I recently tweeted to announce The Insight Exchange’s iPad Strategy Workshop, which will be held as part of the Newspaper Publisher’s Assocation Future Forum in Sydney on August 27.

I was a bit surprised by the response, firstly from @trib who said:

@rossdawson seriously, Ross, *iPad strategy*? Isn’t that incredibly limiting and the sign of some bandwagon-induced narrow thinking?

with @renailemay supporting @trib and @abroadabroadeh separately writing:

@rossdawson cmon Ross – ” iPad strategy” ? Please! It’s a tool it should be part of a strategy – talk about shiny object syndrome

…followed by a bit of to-and-fro between us all on how iPad is only one element of media distribution.

It’s a fair point. As a media organization, anything you do on the iPad has to be considered within the complete context.

As it happens I am also giving the closing keynote on the conference day of the Future Forum preceding the workshop, speaking on Creating the Future of Media. I will specifically talk about the emerging Mediascape which encompasses every facet of media, and how to choose where to play in that space.

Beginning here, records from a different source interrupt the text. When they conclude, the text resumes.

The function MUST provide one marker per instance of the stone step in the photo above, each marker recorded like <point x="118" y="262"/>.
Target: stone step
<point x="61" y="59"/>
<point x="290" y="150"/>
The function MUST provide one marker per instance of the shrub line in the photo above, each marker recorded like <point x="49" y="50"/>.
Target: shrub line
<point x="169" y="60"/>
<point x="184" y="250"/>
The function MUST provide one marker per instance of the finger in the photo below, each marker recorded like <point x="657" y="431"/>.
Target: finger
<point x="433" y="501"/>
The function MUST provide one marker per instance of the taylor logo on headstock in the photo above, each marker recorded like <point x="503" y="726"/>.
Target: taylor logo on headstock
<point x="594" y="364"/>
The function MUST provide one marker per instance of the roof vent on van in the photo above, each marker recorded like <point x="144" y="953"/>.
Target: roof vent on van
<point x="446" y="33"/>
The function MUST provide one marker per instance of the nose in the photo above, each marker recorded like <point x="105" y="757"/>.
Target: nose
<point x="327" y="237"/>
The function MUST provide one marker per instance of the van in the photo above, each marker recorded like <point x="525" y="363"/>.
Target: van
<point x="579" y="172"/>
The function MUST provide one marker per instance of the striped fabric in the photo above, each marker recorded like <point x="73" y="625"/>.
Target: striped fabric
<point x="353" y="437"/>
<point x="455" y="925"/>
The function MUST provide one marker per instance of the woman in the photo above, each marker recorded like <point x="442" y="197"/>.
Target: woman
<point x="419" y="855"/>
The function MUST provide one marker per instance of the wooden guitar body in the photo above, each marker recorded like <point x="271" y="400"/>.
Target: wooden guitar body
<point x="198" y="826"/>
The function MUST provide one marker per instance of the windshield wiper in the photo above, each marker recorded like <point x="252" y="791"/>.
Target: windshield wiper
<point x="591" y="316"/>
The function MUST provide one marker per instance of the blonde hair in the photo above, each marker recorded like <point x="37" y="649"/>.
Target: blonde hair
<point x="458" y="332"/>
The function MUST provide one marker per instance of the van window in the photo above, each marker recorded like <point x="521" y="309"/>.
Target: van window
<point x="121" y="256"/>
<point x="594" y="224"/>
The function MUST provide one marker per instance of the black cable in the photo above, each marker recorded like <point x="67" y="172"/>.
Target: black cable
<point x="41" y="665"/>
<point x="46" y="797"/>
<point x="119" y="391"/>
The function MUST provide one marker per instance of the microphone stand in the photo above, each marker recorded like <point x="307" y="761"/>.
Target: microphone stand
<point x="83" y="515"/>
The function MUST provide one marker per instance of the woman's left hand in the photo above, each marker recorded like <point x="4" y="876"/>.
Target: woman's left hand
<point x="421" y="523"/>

The iPad Strategy Workshop will zoom in from that big picture to look at strategy within the single slice of iPads and tablets. I considered naming the workshop ‘iPad and Tablet Strategy’, but the name starts to get unwieldy, and even though we will look at distribution on other tablets such as Kindle in the workshop, the reality is that today the vast bulk of the interest and opportunity lies on the iPad.

Since newspapers and other media organizations are looking at the iPad as a specific opportunity and working out what to do with it, I absolutely believe that “iPad Strategy” is a useful and valuable frame. In that specific space, companies need to look at pricing, production, design, positioning relative to other platforms, and a host of other issues.

Certainly iPad strategy needs to be considered and executed within the broader framework of all distribution and value-add, but it is a valid and important slice to take in developing media strategy, which we expect to do a lot more work on.

That’s what I think, anyway. What do you think – am I deluded?